Iv. The risk of being most vigilant: not just cheating, but possibly killing
The hazard of the black hat geo is not just "the user buys the wrong thing" but is spreading to high-risk areas:
1. In the area of health care: the possibility of a mistake life
If someone goes through the black hat geo and gets ai to recommend "one way to treat lung cancer," it's true, it could delay formal treatment. Formerly seo swindled patients, and now it's ai, with a wider coverage and a more covert trick -- users think "ai says it's true" and less alert。
2. In the area of finance: a single sentence could make you lose. Money
Now many people would ask ai, "what fund is good?", "what stock is worth investing?" if ai is “detoxified”, recommends high-risk items of property, or false investment plans, the user follows them and is likely to lose its blood.

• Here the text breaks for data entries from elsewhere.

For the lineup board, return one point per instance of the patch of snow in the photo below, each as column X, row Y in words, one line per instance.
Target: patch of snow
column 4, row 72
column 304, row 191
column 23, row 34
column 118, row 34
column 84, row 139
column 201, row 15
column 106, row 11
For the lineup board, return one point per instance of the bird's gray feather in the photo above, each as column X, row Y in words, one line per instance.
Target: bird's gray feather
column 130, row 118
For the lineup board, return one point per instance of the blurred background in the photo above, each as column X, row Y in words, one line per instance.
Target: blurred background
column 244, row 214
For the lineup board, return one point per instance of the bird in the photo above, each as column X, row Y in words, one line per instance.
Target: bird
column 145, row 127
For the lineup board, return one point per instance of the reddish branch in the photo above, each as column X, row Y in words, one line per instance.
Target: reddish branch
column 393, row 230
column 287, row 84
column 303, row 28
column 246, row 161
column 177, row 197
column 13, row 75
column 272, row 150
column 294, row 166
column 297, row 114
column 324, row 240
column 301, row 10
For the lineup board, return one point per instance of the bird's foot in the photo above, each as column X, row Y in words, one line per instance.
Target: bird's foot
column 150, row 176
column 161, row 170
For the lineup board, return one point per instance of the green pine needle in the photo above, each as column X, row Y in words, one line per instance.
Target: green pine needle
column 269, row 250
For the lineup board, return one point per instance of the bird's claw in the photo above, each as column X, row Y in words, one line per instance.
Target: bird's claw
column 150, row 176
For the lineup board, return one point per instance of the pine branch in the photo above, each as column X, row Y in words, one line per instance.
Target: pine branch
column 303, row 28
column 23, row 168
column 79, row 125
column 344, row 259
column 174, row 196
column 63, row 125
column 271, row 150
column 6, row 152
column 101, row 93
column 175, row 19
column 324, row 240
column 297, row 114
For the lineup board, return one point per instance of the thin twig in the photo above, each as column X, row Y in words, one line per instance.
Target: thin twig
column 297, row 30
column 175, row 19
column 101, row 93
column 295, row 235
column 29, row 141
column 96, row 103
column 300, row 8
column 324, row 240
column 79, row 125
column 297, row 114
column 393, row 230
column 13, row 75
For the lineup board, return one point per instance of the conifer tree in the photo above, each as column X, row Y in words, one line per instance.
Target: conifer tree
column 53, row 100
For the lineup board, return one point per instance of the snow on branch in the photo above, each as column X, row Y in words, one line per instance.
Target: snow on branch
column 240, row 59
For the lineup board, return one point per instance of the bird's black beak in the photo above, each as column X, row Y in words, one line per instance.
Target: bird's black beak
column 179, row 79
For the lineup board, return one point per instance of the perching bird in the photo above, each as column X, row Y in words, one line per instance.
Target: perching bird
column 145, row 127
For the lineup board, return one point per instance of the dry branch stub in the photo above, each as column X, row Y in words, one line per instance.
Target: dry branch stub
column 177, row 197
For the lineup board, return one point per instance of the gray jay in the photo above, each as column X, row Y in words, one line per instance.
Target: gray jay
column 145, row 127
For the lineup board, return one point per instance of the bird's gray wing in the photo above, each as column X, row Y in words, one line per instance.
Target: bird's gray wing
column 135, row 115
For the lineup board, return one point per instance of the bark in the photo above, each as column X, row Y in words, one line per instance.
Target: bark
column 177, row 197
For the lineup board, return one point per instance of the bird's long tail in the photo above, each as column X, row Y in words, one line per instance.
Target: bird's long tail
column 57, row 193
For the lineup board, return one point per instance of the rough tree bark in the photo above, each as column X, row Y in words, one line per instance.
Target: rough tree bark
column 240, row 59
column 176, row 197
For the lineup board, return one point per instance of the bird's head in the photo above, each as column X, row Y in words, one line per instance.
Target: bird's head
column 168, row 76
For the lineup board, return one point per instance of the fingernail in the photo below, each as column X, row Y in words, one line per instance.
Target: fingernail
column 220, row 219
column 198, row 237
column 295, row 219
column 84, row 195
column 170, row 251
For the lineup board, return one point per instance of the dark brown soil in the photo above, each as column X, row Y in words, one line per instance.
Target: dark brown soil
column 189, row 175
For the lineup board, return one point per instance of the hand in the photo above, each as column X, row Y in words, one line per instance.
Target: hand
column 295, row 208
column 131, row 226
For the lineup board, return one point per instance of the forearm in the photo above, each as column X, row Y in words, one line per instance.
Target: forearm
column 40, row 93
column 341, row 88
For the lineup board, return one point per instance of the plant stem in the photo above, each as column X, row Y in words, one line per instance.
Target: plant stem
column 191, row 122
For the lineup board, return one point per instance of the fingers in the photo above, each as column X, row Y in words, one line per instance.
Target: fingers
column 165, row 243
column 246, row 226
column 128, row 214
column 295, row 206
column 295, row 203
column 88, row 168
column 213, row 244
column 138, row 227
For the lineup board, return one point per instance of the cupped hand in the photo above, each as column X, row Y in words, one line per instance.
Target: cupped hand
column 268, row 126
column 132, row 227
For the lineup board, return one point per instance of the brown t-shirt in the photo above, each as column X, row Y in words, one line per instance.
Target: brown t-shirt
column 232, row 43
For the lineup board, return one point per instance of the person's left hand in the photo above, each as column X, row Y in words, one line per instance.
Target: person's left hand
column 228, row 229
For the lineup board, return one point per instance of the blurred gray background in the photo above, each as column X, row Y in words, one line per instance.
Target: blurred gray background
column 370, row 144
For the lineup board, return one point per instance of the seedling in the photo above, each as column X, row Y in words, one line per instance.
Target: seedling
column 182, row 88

There have been investigations in the united states that have shown that many people have lost money because they wrote to ai for financial advice。

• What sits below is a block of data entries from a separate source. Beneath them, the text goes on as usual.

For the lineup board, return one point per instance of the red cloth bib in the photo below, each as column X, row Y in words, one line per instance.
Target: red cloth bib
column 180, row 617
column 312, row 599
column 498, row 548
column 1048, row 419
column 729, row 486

3. Consumption area: good products buried, bad products behave
For example, buying refrigerators, air conditioners, which require a study of the "big pieces" of parameters, many people rely on ai for screening. If bad quality products are given priority by the black hat geo, the good ones are not known, and the end is "bad currency to drive off good money" -- users spend money to buy good things, and regular traders are caught。
V. What can product managers do? 3 landing methods to make ai less "shit"
As a producer, without waiting for regulatory policy, we can now start with product design and add several lines to ai's “protective net”:
Content “scoring”: let ai learn to “pick a letter”
Don't let ai “see what letter or what” create a simple “content rating mechanism” such as:
Keep an eye on “unusual signals”: early warning if you find something wrong
It's like the product has to be controlled by its user behavior, and ai has to have an "abnormal behavior control" like:
Tell users where the information comes from: don't let ai "sniff"
Now a lot of ai answers "directly to the results" and users don't know where the ai message came from. A "transparency module" could be added, such as:
Vi. More than product: the industry works together to protect itself from the "next zoo"
The black hat, geo, is not a company's problem. It needs to be done by the whole industry:
Micro-exploitation is actually an "alarm": the more ai is popular, the more the black hat geo risks. If we don't take it now, we'll probably have an "ai-era zhistoria." and then it's not just the users, it's the trust of the whole ai industry。